My twin novels, good friends Crystal From The Hills and The Situation (published 6/29) both begin with accidents—the same accident, but with different conclusions, different, uh, opinions as to what really happened on a last Wednesday in March. Someone died, says book number one, CFTH. Someone’s still alive, says the spoiling follow-up, bringing hope, or denial. Distortions. It’s a problem when two people experience the same event but come away with different ideas, different memories. What really happened? What really happens in drug treatment? In yet another book I claim to know the answer to that question. Who’s in charge? Who gets to decide the truth, the way things ought to be?
Accidents. They’re all accidents, the things that happen in life. They have to be, for to insist otherwise is to say that things are consciously determined: mapped out, overseen, foreseen, and taken care of. Are we being taken care of? When accidents happen, someone is meant to step in and mollify bad feelings, guilt and inadequacy—things we download somewhere between 2 and 5. Someone’s meant to step in and say everything’s okay when we break things or fall down. But what if they don’t? What if those grown ups are gone, or just preoccupied; depressed? We forget the early stuff, the wrongdoings of our bodies, the pre-sexual mistakes of bad touch, upsets in the crib; inexplicable, cosmic aloneness. Do we really want to grow up?

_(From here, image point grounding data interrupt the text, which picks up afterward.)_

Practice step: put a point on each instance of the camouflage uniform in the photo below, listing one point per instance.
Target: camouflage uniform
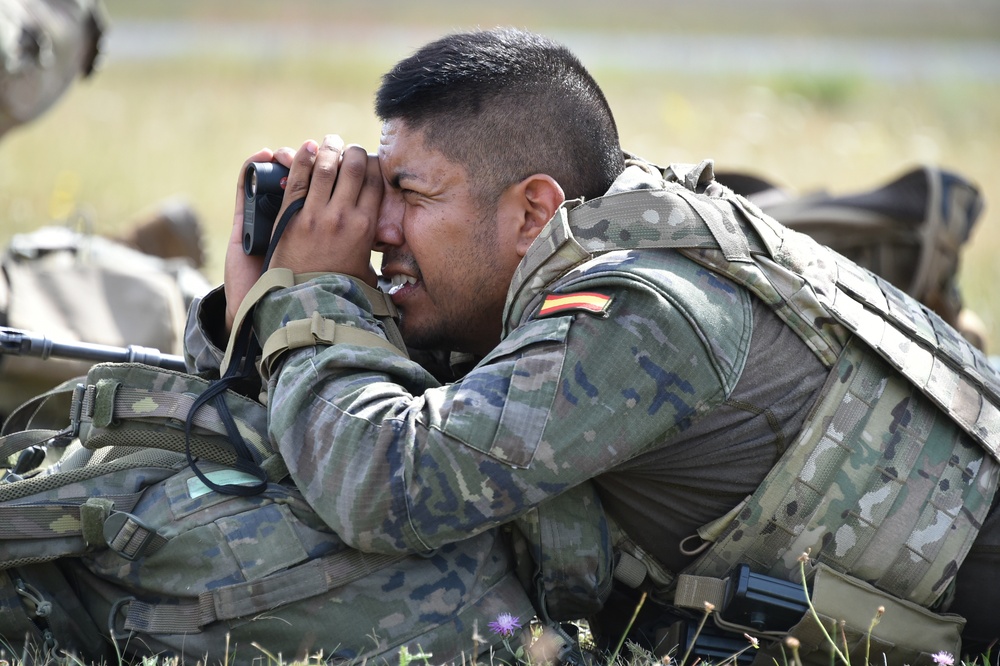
(437, 601)
(640, 369)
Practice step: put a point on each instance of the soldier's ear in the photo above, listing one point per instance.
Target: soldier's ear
(539, 197)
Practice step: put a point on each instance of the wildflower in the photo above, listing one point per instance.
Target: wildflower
(943, 658)
(505, 625)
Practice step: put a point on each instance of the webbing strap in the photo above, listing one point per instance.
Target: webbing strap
(315, 331)
(253, 597)
(696, 591)
(26, 415)
(16, 442)
(155, 404)
(272, 280)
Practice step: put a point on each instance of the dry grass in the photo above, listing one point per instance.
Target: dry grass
(144, 130)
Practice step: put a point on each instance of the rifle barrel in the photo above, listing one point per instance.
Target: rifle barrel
(22, 343)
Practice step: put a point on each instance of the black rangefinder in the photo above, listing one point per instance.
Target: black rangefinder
(263, 188)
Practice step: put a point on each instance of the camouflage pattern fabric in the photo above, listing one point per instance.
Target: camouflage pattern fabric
(542, 412)
(164, 565)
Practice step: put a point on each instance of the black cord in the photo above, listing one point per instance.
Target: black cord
(245, 350)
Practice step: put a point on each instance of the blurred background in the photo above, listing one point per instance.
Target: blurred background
(836, 95)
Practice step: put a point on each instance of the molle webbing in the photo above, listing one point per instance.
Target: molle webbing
(857, 479)
(121, 402)
(918, 343)
(818, 293)
(254, 597)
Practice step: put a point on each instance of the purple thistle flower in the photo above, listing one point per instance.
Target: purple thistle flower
(943, 658)
(505, 625)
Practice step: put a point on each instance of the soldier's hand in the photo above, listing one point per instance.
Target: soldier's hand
(335, 230)
(242, 271)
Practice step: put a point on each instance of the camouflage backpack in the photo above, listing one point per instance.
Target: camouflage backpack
(124, 546)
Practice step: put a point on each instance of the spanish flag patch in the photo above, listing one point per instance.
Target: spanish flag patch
(584, 301)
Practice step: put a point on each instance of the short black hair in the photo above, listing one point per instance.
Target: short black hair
(506, 104)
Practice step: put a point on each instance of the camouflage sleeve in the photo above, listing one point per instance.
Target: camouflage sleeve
(394, 462)
(203, 332)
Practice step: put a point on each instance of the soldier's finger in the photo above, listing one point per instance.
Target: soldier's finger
(353, 170)
(371, 192)
(325, 170)
(300, 172)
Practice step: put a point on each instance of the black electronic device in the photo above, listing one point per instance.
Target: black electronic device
(263, 189)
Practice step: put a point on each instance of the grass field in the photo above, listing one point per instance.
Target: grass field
(188, 89)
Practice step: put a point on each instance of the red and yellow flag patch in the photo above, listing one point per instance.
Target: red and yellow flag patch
(583, 301)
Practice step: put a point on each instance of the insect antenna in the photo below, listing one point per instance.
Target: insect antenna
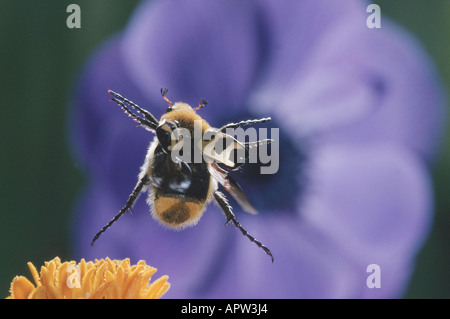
(164, 93)
(243, 123)
(134, 195)
(223, 203)
(258, 143)
(146, 113)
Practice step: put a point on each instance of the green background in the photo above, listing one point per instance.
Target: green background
(40, 60)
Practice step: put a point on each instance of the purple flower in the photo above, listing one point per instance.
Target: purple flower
(359, 112)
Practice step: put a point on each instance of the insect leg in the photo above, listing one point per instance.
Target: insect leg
(243, 123)
(258, 143)
(223, 203)
(146, 113)
(134, 195)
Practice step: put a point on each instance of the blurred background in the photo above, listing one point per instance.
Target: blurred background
(40, 60)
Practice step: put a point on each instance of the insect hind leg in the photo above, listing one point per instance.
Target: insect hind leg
(223, 203)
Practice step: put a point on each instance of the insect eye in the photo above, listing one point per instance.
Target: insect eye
(164, 133)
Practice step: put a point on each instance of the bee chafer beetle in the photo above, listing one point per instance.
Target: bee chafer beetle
(180, 184)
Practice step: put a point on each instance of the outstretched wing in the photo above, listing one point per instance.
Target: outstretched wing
(231, 186)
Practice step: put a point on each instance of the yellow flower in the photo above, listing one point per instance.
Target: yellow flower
(104, 278)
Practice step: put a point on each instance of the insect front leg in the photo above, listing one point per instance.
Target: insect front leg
(223, 203)
(129, 204)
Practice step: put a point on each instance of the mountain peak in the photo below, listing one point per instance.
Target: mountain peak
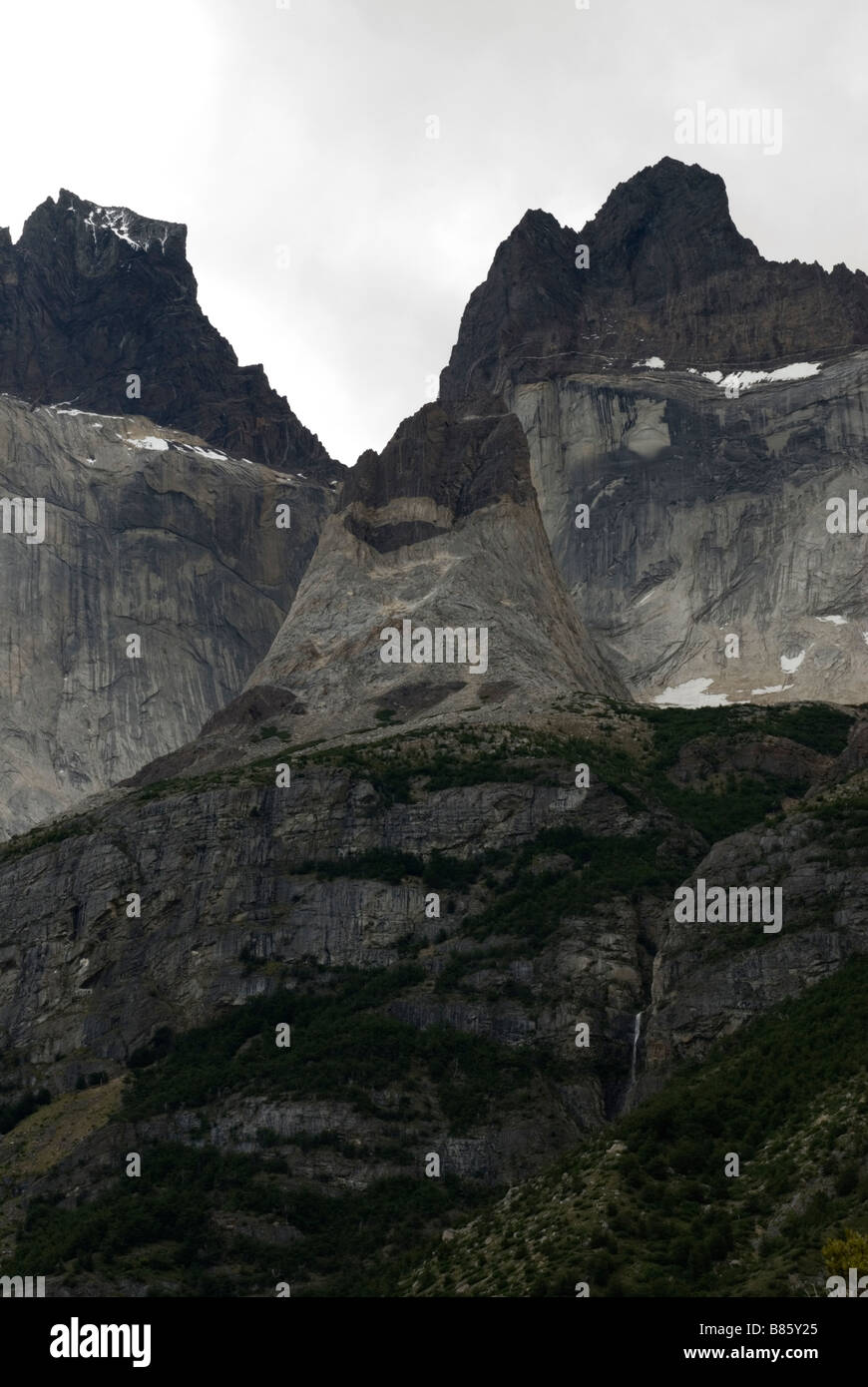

Some, like my characters, don’t so they keep having accidents—violent, sexual, toilet-centered, water-based accidents—things that keep us young, hoping to be picked up and rubbed until feeling better. One protagonist’s parents gave him up early, passed him off to another couple, one that tried and still tries to love. The other one’s parents stuck around, but clearly had other things to do, and perhaps should have given him up, broken up with him like women tend to; let bossy yet formidable aunts take over; just disappear, maybe.
Give the kids a break. When they’re men, let them grow down and not up, just a little. “Gimme time,” says Chris Leavitt in hapless climax. It happens too fast, this life of responsibility and mission: like this opportunity that fell upon the lap of Bryan “Weed” Tecco at some point before the text of either novel. The flash drives, plural of drive, drove him to steal, and then head out on a doom-laden drive. Weed had a vision, just like Chris Leavitt, his friend, has visions, and the vision informed Weed that the video game he was expertly testing, “The Situation”, contained elements he recognized: these “Shadows” that the likes of he and Chris see on a regular basis, pointing out truths that no one is willing or able to speak of: about wrongdoings, what’s happening in the world; what ought to happen. Weed has a problem, a God-like problem. He foresees that fallout, the events that will unfold, subverting all that should happen. The problems start when Weed starts to plan: to steal the plans for “The Situation”; to lead his corporate security followers on a chase; to take his friend Chris with him for back up, as if that were something he needed. Maybe human beings should never try to plan things. You see, we don’t it well: planning. All things are just accidents…horrible, wonderful accidents.